The band shared a video of them doing a soundcheck as they also went over images to project like an American flag upside down.
Filter frontman, Richard Patrick explained what happened next to Billboard.
He was picking out some images to run on the screen being them one of them being an American flag. “We have this song, ‘American Cliché,’ and at the end of it, I say Donald Trump quotes, but I do it in a bad German accent — ‘Vee have to build za wall!’ — so I told the lighting guy to turn [the flag image] upside down and make the colours all trippy and weird like it’s a bad acid trip,” Patrick said.
As soundcheck wrapped up a manager came up to him “really pleasant, very decent” and told him, “‘I don’t want to be the bearer of bad news, but you can’t do that to the flag.’ When I asked him why not, he said, ‘It’s illegal.’ And I said, ‘No, it’s not.’ And he said, ‘You can’t hang it upside down unless it’s an emergency.’ So I said, ‘Well, President Trump has declared a national emergency because our southern border is being invaded by rapists and drug dealers, and babies have to be taken from their mothers, so this is an emergency.’ And then he said that El Paso is a big military town, so I pointed out that I’ve been to Iraq three or four times and once to Afghanistan to play for the troops.”
He adds that he has “a great deal of respect for the American flag and our troops.

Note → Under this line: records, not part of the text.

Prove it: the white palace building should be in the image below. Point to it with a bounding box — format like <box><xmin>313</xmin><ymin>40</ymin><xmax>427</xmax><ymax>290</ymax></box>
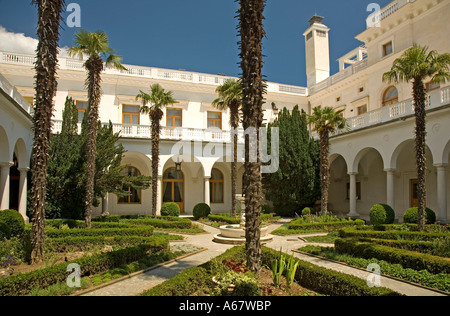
<box><xmin>0</xmin><ymin>0</ymin><xmax>450</xmax><ymax>222</ymax></box>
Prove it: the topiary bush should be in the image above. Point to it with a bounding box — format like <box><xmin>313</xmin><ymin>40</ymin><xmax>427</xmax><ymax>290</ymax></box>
<box><xmin>161</xmin><ymin>202</ymin><xmax>180</xmax><ymax>216</ymax></box>
<box><xmin>302</xmin><ymin>207</ymin><xmax>312</xmax><ymax>216</ymax></box>
<box><xmin>403</xmin><ymin>207</ymin><xmax>436</xmax><ymax>224</ymax></box>
<box><xmin>0</xmin><ymin>210</ymin><xmax>25</xmax><ymax>237</ymax></box>
<box><xmin>370</xmin><ymin>204</ymin><xmax>395</xmax><ymax>226</ymax></box>
<box><xmin>0</xmin><ymin>221</ymin><xmax>11</xmax><ymax>241</ymax></box>
<box><xmin>193</xmin><ymin>203</ymin><xmax>211</xmax><ymax>220</ymax></box>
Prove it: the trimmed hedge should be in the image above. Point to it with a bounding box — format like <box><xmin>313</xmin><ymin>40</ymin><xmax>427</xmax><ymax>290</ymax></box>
<box><xmin>193</xmin><ymin>203</ymin><xmax>211</xmax><ymax>220</ymax></box>
<box><xmin>339</xmin><ymin>227</ymin><xmax>449</xmax><ymax>241</ymax></box>
<box><xmin>0</xmin><ymin>237</ymin><xmax>168</xmax><ymax>296</ymax></box>
<box><xmin>403</xmin><ymin>207</ymin><xmax>436</xmax><ymax>224</ymax></box>
<box><xmin>0</xmin><ymin>210</ymin><xmax>25</xmax><ymax>237</ymax></box>
<box><xmin>161</xmin><ymin>202</ymin><xmax>180</xmax><ymax>216</ymax></box>
<box><xmin>370</xmin><ymin>204</ymin><xmax>395</xmax><ymax>226</ymax></box>
<box><xmin>45</xmin><ymin>226</ymin><xmax>153</xmax><ymax>238</ymax></box>
<box><xmin>335</xmin><ymin>238</ymin><xmax>450</xmax><ymax>274</ymax></box>
<box><xmin>288</xmin><ymin>219</ymin><xmax>365</xmax><ymax>231</ymax></box>
<box><xmin>142</xmin><ymin>246</ymin><xmax>400</xmax><ymax>296</ymax></box>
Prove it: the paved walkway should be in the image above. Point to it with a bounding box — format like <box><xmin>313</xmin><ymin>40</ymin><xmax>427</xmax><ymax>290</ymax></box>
<box><xmin>79</xmin><ymin>220</ymin><xmax>448</xmax><ymax>296</ymax></box>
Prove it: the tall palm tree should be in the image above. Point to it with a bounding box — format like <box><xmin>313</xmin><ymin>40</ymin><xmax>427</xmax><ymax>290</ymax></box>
<box><xmin>308</xmin><ymin>106</ymin><xmax>347</xmax><ymax>214</ymax></box>
<box><xmin>69</xmin><ymin>30</ymin><xmax>126</xmax><ymax>228</ymax></box>
<box><xmin>213</xmin><ymin>79</ymin><xmax>242</xmax><ymax>217</ymax></box>
<box><xmin>383</xmin><ymin>44</ymin><xmax>450</xmax><ymax>230</ymax></box>
<box><xmin>238</xmin><ymin>0</ymin><xmax>266</xmax><ymax>272</ymax></box>
<box><xmin>136</xmin><ymin>84</ymin><xmax>177</xmax><ymax>217</ymax></box>
<box><xmin>31</xmin><ymin>0</ymin><xmax>64</xmax><ymax>264</ymax></box>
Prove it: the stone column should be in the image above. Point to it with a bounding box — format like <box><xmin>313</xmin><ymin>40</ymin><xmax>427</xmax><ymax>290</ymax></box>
<box><xmin>204</xmin><ymin>177</ymin><xmax>211</xmax><ymax>205</ymax></box>
<box><xmin>18</xmin><ymin>168</ymin><xmax>30</xmax><ymax>224</ymax></box>
<box><xmin>156</xmin><ymin>176</ymin><xmax>163</xmax><ymax>215</ymax></box>
<box><xmin>384</xmin><ymin>169</ymin><xmax>396</xmax><ymax>208</ymax></box>
<box><xmin>435</xmin><ymin>164</ymin><xmax>448</xmax><ymax>221</ymax></box>
<box><xmin>0</xmin><ymin>162</ymin><xmax>12</xmax><ymax>210</ymax></box>
<box><xmin>348</xmin><ymin>172</ymin><xmax>358</xmax><ymax>216</ymax></box>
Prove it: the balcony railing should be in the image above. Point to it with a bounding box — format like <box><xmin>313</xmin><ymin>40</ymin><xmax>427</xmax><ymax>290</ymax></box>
<box><xmin>312</xmin><ymin>86</ymin><xmax>450</xmax><ymax>138</ymax></box>
<box><xmin>52</xmin><ymin>120</ymin><xmax>244</xmax><ymax>143</ymax></box>
<box><xmin>0</xmin><ymin>51</ymin><xmax>308</xmax><ymax>96</ymax></box>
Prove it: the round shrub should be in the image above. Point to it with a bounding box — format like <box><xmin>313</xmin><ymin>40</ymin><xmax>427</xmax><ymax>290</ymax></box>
<box><xmin>161</xmin><ymin>202</ymin><xmax>180</xmax><ymax>216</ymax></box>
<box><xmin>403</xmin><ymin>207</ymin><xmax>436</xmax><ymax>224</ymax></box>
<box><xmin>370</xmin><ymin>204</ymin><xmax>395</xmax><ymax>226</ymax></box>
<box><xmin>193</xmin><ymin>203</ymin><xmax>211</xmax><ymax>220</ymax></box>
<box><xmin>0</xmin><ymin>221</ymin><xmax>11</xmax><ymax>241</ymax></box>
<box><xmin>302</xmin><ymin>207</ymin><xmax>312</xmax><ymax>216</ymax></box>
<box><xmin>0</xmin><ymin>210</ymin><xmax>25</xmax><ymax>237</ymax></box>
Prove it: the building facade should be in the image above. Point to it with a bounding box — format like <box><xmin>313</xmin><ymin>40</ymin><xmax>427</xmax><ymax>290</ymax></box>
<box><xmin>0</xmin><ymin>0</ymin><xmax>450</xmax><ymax>221</ymax></box>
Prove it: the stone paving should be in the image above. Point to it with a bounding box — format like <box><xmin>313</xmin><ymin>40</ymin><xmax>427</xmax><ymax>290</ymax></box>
<box><xmin>78</xmin><ymin>223</ymin><xmax>445</xmax><ymax>296</ymax></box>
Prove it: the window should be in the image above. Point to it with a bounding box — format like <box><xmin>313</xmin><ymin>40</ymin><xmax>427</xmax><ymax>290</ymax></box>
<box><xmin>347</xmin><ymin>182</ymin><xmax>361</xmax><ymax>200</ymax></box>
<box><xmin>426</xmin><ymin>81</ymin><xmax>441</xmax><ymax>92</ymax></box>
<box><xmin>77</xmin><ymin>101</ymin><xmax>89</xmax><ymax>122</ymax></box>
<box><xmin>118</xmin><ymin>167</ymin><xmax>142</xmax><ymax>204</ymax></box>
<box><xmin>358</xmin><ymin>104</ymin><xmax>367</xmax><ymax>115</ymax></box>
<box><xmin>383</xmin><ymin>41</ymin><xmax>394</xmax><ymax>57</ymax></box>
<box><xmin>23</xmin><ymin>97</ymin><xmax>34</xmax><ymax>105</ymax></box>
<box><xmin>209</xmin><ymin>169</ymin><xmax>224</xmax><ymax>203</ymax></box>
<box><xmin>166</xmin><ymin>108</ymin><xmax>183</xmax><ymax>127</ymax></box>
<box><xmin>207</xmin><ymin>112</ymin><xmax>222</xmax><ymax>129</ymax></box>
<box><xmin>383</xmin><ymin>86</ymin><xmax>398</xmax><ymax>106</ymax></box>
<box><xmin>122</xmin><ymin>105</ymin><xmax>140</xmax><ymax>125</ymax></box>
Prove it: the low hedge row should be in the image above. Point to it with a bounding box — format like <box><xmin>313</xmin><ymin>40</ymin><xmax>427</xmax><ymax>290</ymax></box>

I care about this country and I’m not allowed to talk about it and express my opinion? But you know, I understood where he was coming from and it was the club’s equipment, so I let it go and said we’d take the video down.’”
They thought it was the end of it but before they knew it the show was cancelled because of their “Facebook post.”
He goes on to say they were “back at the hotel and our tour manager was backstage and the general manager and the production manager came in with five security guards and started yelling at him, looking for me, and they were ready to kick my tour manager’s ass if they couldn’t kick mine. The production manager told him that the show was cancelled and that we had to clear out, that because of the Facebook post they were getting credible threats — bomb threats — and they were cancelling the show for our safety. And my tour manager said, ‘I have to call Richard and our management because this is Richard Patrick’s First Amendment right to say what he wants to say and the band stands behind him.’ And the general manager flipped him off, put his finger in his face, and yelled at him, ‘The First Amendment doesn’t exist here! Now get the fuck out of my venue! And these five men are going to stay here and watch you pack your shit!'”
The venue still had a band play that night.
As for how Patrick feels about the entire event: “Gutted, Just gutted.”
“This country is so polarized. This isn’t the America that my family fought for. This is some guy trying to make a quick buck while he’s in the White House for a couple of years. Carl Bernstein said: ‘It’s not the first time that half of America has hated a president, but it’s the first president that’s hated half of America.’ And I agree with him. And I think no matter what, people should be able to speak their minds. And you know what? You can serve your country without ever putting on a uniform by exercising your First Amendment rights.”
Speaking Rock Entertainment Center general manager, Karl A. Maahs had a different story to tell Billboard including that the band was trying to start a “political rally” and Patrick wanted to “desecrate” the flag “with different markings and everything else.”
“We’d rather cancel the show than be in the spotlight with all this anti-American political thing, especially when it came down to the American flag being hung upside down for the show and being desecrated.”